Хорошие девочки Альбиночка и Галочка! Хорошие его подруги детства, лучше быть не может! Но полюбил он Вольку. Как увидел, так и полюбил. Как это втолковать тем, кто к этой любви не имеет никакого отношения?
– Сыночек, я же люблю тебя! Мы же помнишь, как мечтали? Будет у нас большой дом – для всех! Две комнаты – нам с папой, две – Егорушке с женой, две – тебе с семьей. И как бы мы прекрасно зажили: один за всех и все за одного! Вот скажи: ты можешь свою Волю представить членом нашей семьи? Чтобы сидела за общим столом, как наша доченька?
– За каким общим столом, мам? О чем ты? – оторопел Андрей.
– Ну, мы же планировали, что заживем одной семьей, когда вы женитесь, – огорченно напомнила мать. – Ради этого квартиру и обустраивали. Вы же были согласны…
– Мам, кто был согласен? Ты серьезно? Ты планировала. Мы слушали. И не должны наши жены никуда вписываться. Ни в вашу семью, ни в обеденный стол. Забудь. Волька приличный человек. Но да – я ее не могу представить живущей в вашей квартире. И себя не могу. Это утопия, что такое может получиться.
Этими разговорами так или иначе было занято почти все время в Москве. До того самого момента, как Андрей отправился в аэропорт встречать Вольку. У него от всех этих выяснений жутко испортилось настроение, на сердце легла тень тревоги, он стал бояться встречи с Волькой – вдруг случится какая-то ссора? Но произошло гораздо более страшное. Андрей был уверен, что к беде привели все эти пустые материнские беседы. Была в них какая-то злая сила, от которой тьма расходилась кругами. Мать, узнав о том, что случилось с девочками, тоже почувствовала что-то вроде раскаяния и замолчала. Впрочем, все отошло на второй план. Главное – Волька жива. И скоро будет совсем здорова.
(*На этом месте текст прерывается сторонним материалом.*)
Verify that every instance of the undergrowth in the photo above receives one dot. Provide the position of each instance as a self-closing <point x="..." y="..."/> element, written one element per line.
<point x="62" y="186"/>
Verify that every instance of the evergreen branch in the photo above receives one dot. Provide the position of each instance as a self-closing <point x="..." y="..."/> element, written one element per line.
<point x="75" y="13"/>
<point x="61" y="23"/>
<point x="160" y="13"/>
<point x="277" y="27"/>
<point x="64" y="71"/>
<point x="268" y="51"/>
…Бег вниз по эскалатору всегда был увлекательной штукой. Андрей вообще не очень любил поездки в метро и поэтому старался не тратить в подземном мире ни одной лишней минуты. А езда на эскалаторе «съедала» минуты полторы-две. Это если просто стоять на движущейся лестнице. Поэтому он и спешил вниз, кое-где даже прыгая через две ступеньки. Еще издали, с высоты четвертого плафона (он всегда считал фонари и по ним определял длину эскалатора), он услышал звук приближающегося поезда. «Мой или не мой?» – мелькнул в голове вопрос самому себе, и он, чтобы ответить, просто прибавил шагу. Легкими прыжками соскочил с эскалатора и понесся вправо.